Contemporary artwork has outperformed the S&P 500 by a commanding 174% over the past 25 years, according to the Citi Global Art Market chart.

And it’s becoming a popular way to diversify because it’s a real physical asset with little correlation to the stock market.

On a scale of -1 to +1, with 0 representing no link at all, Citi found the correlation between contemporary art and the S&P 500 was just 0.12 during the past 25 years.

Earlier this year, Bank of America investment chief Michael Harnett singled out artwork as a sharp way to outperform over the next decade — due largely to the asset’s track record as an inflation hedge.

Investing in art by the likes of Banksy and Andy Warhol used to be an option only for the ultrarich. But with a new investing platform, you can invest in iconic artworks just like Jeff Bezos and Bill Gates do.
The hell is he smoking about fine art retaining value? I'd rather keep bullets on hand. Maybe they just don't see full economic collapse on the horizon?
 
The hell is he smoking about fine art retaining value? I'd rather keep bullets on hand. Maybe they just don't see full economic collapse on the horizon?
I don't know about that. The fine arts market 99% exists for money laundering by the elite and organized crime like cartels, the Mafia, etc. The price of art can actually fluctuate based on the laws and regulations governments apply to money laundering. It might not actually be a bad investment since I (sadly) don't see the current elite, let alone drug cartels and shit, going away anytime soon. Just gotta watch out for countries trying out new anti-money laundering laws.
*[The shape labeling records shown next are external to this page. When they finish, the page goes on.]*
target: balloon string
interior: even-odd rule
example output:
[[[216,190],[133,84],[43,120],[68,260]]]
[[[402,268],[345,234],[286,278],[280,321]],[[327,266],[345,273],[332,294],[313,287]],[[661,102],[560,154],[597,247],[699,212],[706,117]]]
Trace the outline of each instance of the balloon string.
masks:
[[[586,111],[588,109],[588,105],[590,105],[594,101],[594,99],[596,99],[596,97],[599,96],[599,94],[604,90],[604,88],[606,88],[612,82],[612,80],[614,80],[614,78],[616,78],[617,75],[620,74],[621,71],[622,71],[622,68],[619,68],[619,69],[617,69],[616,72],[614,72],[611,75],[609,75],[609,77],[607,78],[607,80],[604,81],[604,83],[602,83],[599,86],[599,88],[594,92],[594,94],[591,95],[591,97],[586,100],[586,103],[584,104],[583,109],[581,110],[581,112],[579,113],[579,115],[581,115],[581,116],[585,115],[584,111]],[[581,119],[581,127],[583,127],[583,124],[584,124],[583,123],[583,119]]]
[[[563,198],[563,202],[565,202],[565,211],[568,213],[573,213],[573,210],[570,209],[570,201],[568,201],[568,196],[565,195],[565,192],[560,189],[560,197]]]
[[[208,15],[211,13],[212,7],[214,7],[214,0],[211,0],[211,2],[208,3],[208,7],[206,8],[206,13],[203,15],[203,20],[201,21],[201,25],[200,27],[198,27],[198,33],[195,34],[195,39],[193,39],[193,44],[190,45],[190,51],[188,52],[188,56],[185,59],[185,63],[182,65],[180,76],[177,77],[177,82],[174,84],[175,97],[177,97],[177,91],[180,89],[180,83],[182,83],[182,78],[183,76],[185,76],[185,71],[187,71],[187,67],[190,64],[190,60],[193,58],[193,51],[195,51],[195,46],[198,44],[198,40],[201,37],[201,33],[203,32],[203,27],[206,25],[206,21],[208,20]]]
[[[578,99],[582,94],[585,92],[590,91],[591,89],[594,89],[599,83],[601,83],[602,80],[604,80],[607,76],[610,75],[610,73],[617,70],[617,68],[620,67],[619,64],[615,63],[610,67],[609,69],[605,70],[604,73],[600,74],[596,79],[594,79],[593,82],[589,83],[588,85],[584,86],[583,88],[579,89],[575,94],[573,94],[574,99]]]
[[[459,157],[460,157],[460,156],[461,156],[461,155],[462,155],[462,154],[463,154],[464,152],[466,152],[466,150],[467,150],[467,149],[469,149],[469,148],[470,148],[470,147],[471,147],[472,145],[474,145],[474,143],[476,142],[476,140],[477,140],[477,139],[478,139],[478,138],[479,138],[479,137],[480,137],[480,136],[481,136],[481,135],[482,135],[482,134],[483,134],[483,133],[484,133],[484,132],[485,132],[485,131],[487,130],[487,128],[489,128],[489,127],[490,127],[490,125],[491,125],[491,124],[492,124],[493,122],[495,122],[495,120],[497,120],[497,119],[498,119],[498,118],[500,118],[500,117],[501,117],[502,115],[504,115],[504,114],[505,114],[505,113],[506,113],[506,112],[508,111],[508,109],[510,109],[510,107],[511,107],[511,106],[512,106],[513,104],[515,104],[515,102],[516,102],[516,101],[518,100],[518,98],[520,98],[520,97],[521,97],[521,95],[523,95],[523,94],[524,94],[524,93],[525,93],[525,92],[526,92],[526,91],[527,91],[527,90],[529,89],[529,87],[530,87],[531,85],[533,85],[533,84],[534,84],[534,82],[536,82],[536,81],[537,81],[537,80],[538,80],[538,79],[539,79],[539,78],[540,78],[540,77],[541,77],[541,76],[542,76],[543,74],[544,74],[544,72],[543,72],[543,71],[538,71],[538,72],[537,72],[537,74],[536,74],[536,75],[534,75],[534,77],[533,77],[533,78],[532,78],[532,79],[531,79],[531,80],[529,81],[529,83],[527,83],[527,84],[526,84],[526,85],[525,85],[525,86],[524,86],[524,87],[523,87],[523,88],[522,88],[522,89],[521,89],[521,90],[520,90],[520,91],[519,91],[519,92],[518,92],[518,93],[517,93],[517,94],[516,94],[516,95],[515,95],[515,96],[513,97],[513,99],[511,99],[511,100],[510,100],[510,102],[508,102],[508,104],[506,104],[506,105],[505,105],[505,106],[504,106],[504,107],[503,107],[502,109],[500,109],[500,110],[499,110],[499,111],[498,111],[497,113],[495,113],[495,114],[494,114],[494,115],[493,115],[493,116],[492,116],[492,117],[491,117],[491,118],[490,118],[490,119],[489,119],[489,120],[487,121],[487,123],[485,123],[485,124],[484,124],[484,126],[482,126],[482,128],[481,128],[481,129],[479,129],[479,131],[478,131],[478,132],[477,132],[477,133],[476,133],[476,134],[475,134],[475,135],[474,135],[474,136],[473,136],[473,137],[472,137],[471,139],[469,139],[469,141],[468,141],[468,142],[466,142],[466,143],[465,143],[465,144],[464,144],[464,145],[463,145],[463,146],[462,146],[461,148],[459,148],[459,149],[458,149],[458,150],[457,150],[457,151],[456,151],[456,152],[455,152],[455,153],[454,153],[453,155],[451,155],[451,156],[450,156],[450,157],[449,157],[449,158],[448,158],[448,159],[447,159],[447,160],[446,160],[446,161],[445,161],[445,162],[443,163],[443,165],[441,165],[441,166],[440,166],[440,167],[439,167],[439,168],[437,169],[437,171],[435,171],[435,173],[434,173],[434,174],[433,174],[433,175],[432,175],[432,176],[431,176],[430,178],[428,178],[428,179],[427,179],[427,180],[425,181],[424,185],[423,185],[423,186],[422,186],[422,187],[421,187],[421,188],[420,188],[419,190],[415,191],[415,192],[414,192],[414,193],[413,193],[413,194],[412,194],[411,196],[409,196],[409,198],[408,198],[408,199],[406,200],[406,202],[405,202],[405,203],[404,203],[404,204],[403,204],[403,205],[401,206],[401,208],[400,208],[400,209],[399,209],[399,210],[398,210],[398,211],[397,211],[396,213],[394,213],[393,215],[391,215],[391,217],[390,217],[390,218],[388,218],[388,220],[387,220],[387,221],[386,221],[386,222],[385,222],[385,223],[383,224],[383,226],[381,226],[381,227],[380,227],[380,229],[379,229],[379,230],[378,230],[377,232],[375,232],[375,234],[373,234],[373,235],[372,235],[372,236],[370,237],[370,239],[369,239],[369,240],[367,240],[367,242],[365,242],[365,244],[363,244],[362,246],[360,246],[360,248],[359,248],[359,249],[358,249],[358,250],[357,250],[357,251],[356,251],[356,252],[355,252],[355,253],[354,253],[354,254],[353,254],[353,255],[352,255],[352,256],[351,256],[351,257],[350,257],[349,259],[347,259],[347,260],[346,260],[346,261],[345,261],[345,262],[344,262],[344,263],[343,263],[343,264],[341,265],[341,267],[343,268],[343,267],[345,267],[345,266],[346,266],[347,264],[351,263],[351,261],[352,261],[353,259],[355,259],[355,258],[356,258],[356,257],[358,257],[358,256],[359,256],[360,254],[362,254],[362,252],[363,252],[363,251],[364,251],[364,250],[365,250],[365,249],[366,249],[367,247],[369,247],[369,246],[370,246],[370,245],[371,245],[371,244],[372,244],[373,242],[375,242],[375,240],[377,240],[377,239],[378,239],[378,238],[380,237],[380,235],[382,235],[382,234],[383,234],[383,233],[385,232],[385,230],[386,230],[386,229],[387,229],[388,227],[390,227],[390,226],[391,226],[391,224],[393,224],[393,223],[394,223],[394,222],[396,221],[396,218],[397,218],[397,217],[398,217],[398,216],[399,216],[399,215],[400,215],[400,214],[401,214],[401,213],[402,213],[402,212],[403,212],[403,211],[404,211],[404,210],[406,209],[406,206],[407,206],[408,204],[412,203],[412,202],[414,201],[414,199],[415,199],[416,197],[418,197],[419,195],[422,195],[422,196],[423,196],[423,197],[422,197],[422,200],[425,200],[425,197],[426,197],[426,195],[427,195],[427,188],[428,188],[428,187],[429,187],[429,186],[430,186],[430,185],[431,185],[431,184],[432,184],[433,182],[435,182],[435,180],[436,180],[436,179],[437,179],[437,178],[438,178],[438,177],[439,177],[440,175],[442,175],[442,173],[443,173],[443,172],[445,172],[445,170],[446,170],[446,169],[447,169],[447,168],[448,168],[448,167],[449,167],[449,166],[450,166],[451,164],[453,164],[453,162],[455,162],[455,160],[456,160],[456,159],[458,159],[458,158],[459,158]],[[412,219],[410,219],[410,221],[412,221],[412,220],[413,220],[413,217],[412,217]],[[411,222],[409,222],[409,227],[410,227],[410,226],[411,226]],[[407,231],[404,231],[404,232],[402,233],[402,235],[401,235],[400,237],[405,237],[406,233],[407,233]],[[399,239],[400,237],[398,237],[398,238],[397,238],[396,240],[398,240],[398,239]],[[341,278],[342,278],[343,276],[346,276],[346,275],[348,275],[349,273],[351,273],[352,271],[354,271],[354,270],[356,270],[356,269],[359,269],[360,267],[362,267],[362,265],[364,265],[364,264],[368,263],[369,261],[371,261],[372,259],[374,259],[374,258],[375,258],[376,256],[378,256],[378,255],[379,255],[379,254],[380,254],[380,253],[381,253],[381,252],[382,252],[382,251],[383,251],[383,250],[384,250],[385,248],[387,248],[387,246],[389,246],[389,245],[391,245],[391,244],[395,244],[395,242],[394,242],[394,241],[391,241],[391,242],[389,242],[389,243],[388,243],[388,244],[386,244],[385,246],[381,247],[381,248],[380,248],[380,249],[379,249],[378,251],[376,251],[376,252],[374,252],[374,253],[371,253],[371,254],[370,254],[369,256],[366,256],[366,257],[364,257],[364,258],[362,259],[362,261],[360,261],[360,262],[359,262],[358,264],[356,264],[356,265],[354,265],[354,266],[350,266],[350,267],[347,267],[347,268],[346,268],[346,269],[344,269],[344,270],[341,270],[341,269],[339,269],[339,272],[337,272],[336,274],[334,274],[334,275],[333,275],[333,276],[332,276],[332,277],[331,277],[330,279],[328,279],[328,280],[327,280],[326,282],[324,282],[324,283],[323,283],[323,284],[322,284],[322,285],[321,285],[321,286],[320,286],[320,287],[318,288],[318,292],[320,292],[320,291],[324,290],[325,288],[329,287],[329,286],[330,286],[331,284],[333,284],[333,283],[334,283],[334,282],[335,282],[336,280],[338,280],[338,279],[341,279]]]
Funny enough the US government declined to change their laws regarding money laundering and art a few months ago. Sure is interesting...
 
In my view, it seems like there are two camps of thought here on KF. The first camp is in the “I’m simply here to enjoy the ride” view and the second camp actually believes the garbage that spews out of Bitcoin Maxis and mETH addicts.
So at the outset I basically agree with you so theres that out of the way.

I bank part of my outlook on the crypto market on the folks in Camp 2. Their belief and willingness to make their crypto projects work are enough for me to believe that there will be people willing to make the investment to cash me out. It truly is a gamble, but there are a lot of very stupid people willing to put money in. Hell I've had arguements with holders that its like gambling and they're dumb enough to think they'll get their money back of the project doesnt mint or whatever.
 
So at the outset I basically agree with you so theres that out of the way.

I bank part of my outlook on the crypto market on the folks in Camp 2. Their belief and willingness to make their crypto projects work are enough for me to believe that there will be people willing to make the investment to cash me out. It truly is a gamble, but there are a lot of very stupid people willing to put money in. Hell I've had arguements with holders that its like gambling and they're dumb enough to think they'll get their money back of the project doesnt mint or whatever.

I can see your POV and I understand. There is certainly opportunity in fleecing frauds as well.

Although I’m personally opposed to the cryptocurrency economy on principle, I much prefer to talk and deal with folks that see this market for what it really is than deal with zealots that think Bitcoin and Co. are the second coming of Christ.

The software and source code is in the zeitgeist, so stopping it is really not possible at this stage. That said, I just hope the rabid infatuation and fandom eventually dies off one day (perhaps after another massive black swan event cleans out too many folks and then exchanges get regulated to death, steering normies away) so I don’t have to have it in my face every time I check the news or my favorite tech websites.